With the incision the doctor will enter and begin pulling any hiatal hernial sac below the diaphragm and stitching it there. This causes the diaphragm to tighten around the esophagus and wrap around the upper stomach to form an artificial lower esophageal sphincter. All of this will then cause the acid to be adequately taken care of in the system without the symptoms of acid reflux disease being suffered. No major incision will be needed in the process and the patient should immediately see a difference.

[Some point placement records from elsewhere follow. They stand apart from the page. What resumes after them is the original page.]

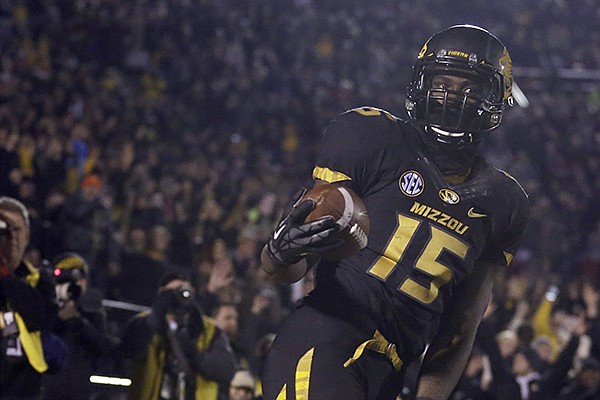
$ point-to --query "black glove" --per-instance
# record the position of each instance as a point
(293, 239)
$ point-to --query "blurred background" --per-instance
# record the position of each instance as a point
(155, 135)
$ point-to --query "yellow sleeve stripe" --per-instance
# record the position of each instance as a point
(508, 257)
(32, 345)
(328, 175)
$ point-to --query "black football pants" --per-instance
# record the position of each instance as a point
(306, 362)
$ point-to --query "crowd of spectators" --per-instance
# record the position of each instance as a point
(159, 135)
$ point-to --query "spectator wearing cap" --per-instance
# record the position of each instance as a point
(586, 385)
(176, 348)
(526, 366)
(88, 228)
(27, 308)
(81, 324)
(242, 386)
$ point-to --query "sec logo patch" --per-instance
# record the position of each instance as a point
(411, 183)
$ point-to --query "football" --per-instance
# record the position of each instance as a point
(350, 214)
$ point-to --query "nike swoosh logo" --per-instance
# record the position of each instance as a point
(473, 214)
(278, 232)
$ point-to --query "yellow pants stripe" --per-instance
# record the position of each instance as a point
(281, 395)
(303, 375)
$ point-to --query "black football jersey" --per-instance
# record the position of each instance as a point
(426, 235)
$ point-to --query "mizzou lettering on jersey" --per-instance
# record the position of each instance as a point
(439, 217)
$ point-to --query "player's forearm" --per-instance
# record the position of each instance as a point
(283, 273)
(442, 369)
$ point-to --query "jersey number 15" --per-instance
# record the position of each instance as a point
(427, 262)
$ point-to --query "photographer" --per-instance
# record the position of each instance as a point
(81, 323)
(26, 309)
(177, 352)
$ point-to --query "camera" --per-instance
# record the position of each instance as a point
(68, 270)
(552, 293)
(4, 228)
(183, 296)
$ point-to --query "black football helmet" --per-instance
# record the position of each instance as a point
(459, 116)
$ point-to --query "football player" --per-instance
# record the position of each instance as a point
(443, 221)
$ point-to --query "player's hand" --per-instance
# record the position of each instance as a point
(293, 239)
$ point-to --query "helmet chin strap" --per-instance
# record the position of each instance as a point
(452, 136)
(451, 158)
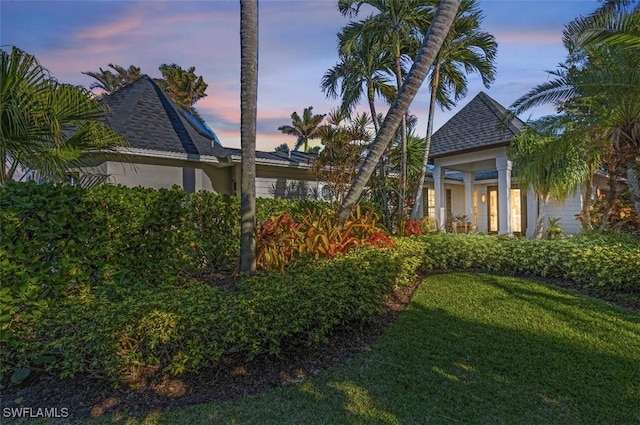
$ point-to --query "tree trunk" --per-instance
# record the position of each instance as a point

About four out of every five people who have fundoplication will see a tremendous difference in their lifestyle that should last close to ten years. With many patients who have gone through the surgery the use of antacids or other acid reflux treating drugs is still necessary, but not suggested by the doctors. There have been no major complications of the surgery noted to this day, but every body does react differently to surgery so it is necessary to understand that it is possible to have complications as a result of the surgery. Consult a doctor to go through the right diagnosis before settling on fundoplication.
Gastroesophageal reflux disease is most definitely not a matter to be discussed lightly, but it is hard to understand unless you know the particulars involved in the condition. Uncomplicated GERD has a few very uncomfortable and very understandable symptoms that happen to the inflicted person. By learning a little bit about uncomplicated gastroesophageal reflux disease you can spot the symptoms when they start on you and get medication to ease the discomfort as soon as possible.
Heartburn- Nerve fibers in the esophagus are stimulated by the acid refluxed in the system by GERD. Some feel heartburn right over or directly around the heart, hence the name, but others may feel it clear up to the neck. It is generally a sharp, burning, or pressured pain that causes many to suspect that they are having heart troubles instead of the symptoms of GERD. Most who suffer from the heartburn related to acid reflux will experience pain over an extended period of time and then have a break from the pain for a while, instead of having the pain everyday on a regular cycle.
Nausea- Almost every person suffering from gastroesophageal reflux disease will not suffer from nausea or vomiting, but it does occur in a small amount of cases. Most patients will suffer from nausea OR heartburn but most don’t suffer from both at the same time. This has not been confirmed or understood by doctors at this point, but it does seem to be a common fact.